1. A method for fine tuning a pre-training language model by fusing language information in event extraction is characterized by comprising the following steps:

step S4, information secondary fusion: and performing secondary fusion on the first group of word representations and the second group of word representations to obtain final word representations, and finishing fine adjustment.

2. The method for fusing language information to fine tune a pre-trained language model in event extraction as claimed in claim 1, wherein said step S1 comprises:

3. The method for fusing language information to fine tune a pre-trained language model in event extraction as claimed in claim 1, wherein said step S2 comprises:

Step S202, in the initial coding stage of the pre-training language model, for each language feature code in the language feature code set, the code with d is used_modelVector calculation of dimensionality is used for representing vector representation of the language feature code, namely the language feature code is projected to a target vector space to obtain a language feature vector set;

4. The method for fine-tuning a pre-trained language model by fusing language information in event extraction according to claim 3, wherein in the step S202, the specific calculation formula of the language feature vector is as follows:

5. The method for fine-tuning a pre-trained language model by fusing language information in event extraction according to claim 3, wherein in the step S202, a polar coordinate equation is used to represent the value of each dimension of the language feature vector, and the specific calculation formula is as follows:

wherein the content of the first and second substances,iis a dimension of the language feature vector,L_indexfor the coding of said language features to be represented,nthe length of the set is encoded for the language feature,E ⁱ _L-indexrepresenting a language feature codeL_indexOf the vector representation ofiDimension information.

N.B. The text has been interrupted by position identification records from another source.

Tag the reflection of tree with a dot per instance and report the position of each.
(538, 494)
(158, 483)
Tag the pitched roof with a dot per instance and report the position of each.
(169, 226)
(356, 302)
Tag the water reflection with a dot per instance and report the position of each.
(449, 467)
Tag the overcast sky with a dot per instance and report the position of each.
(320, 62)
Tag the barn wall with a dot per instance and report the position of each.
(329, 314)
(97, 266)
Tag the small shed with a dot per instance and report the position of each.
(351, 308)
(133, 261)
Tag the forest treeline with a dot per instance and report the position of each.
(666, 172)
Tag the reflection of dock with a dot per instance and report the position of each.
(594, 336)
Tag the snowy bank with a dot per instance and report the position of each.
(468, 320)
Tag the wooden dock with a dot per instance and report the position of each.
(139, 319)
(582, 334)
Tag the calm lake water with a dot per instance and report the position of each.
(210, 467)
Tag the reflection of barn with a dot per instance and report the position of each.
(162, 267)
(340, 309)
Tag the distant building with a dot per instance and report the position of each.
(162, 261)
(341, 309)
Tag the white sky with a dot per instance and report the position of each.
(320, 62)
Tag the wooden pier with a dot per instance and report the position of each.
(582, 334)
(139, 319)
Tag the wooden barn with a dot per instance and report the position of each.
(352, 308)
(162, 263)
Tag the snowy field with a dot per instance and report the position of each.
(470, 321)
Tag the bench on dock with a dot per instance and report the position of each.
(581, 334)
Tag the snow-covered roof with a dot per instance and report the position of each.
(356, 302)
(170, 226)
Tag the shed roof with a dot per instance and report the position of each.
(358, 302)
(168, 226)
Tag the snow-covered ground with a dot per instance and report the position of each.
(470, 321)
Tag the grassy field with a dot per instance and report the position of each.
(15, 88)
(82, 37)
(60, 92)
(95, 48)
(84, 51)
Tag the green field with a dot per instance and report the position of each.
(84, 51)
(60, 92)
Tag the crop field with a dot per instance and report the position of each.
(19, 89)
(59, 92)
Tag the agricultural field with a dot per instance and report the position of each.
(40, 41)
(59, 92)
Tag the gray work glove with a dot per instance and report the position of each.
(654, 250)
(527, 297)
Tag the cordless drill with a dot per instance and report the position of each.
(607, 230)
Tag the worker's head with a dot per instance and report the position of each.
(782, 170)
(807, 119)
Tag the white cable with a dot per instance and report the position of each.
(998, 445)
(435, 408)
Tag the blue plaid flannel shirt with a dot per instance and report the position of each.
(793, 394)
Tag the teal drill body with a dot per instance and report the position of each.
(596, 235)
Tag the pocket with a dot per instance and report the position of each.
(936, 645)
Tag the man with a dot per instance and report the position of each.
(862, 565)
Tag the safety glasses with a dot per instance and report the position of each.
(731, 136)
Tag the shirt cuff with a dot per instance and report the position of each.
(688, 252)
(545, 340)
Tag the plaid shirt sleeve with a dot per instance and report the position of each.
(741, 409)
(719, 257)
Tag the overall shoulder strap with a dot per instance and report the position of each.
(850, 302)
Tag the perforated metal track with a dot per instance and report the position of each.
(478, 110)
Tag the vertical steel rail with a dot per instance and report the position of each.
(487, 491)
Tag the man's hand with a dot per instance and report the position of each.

6. The method for fine-tuning the pre-training language model by fusing the language information in the event extraction according to any one of claims 1 to 5, wherein: the first pre-training language model and the second pre-training language model are the same pre-training language model, or the first pre-training language model and the second pre-training language model adopt different pre-training language models.

7. The method for fine-tuning the pre-training language model by fusing the language information in the event extraction according to any one of claims 1 to 5, wherein: in the step S4, when performing the second fusion, the first group of word representations and the second group of word representations are specifically spliced to obtain a final word representation.

8. The method for fine-tuning the pre-training language model by fusing the language information in the event extraction according to any one of claims 1 to 5, wherein: in an event detection stage, according to the steps S1-S4, first language information is fused in the pre-training language model to obtain a first word distributed representation, and the first word distributed representation is classified to obtain a trigger word event type; in the event element extraction stage, second language information is blended into the pre-training language model according to the steps S1-S4 to obtain a second word distributed representation, and the second word distributed representation is classified to obtain event elements and element roles.

9. A system for fine-tuning a pre-trained language model by fusing language information in event extraction is characterized by comprising the following steps:

10. A system for fine-tuning a pre-trained language model by fusing language information in event extraction, comprising a processor and a memory, the memory being configured to store a computer program, the processor being configured to execute the computer program, wherein the processor is configured to execute the computer program to perform the method according to any one of claims 1 to 8.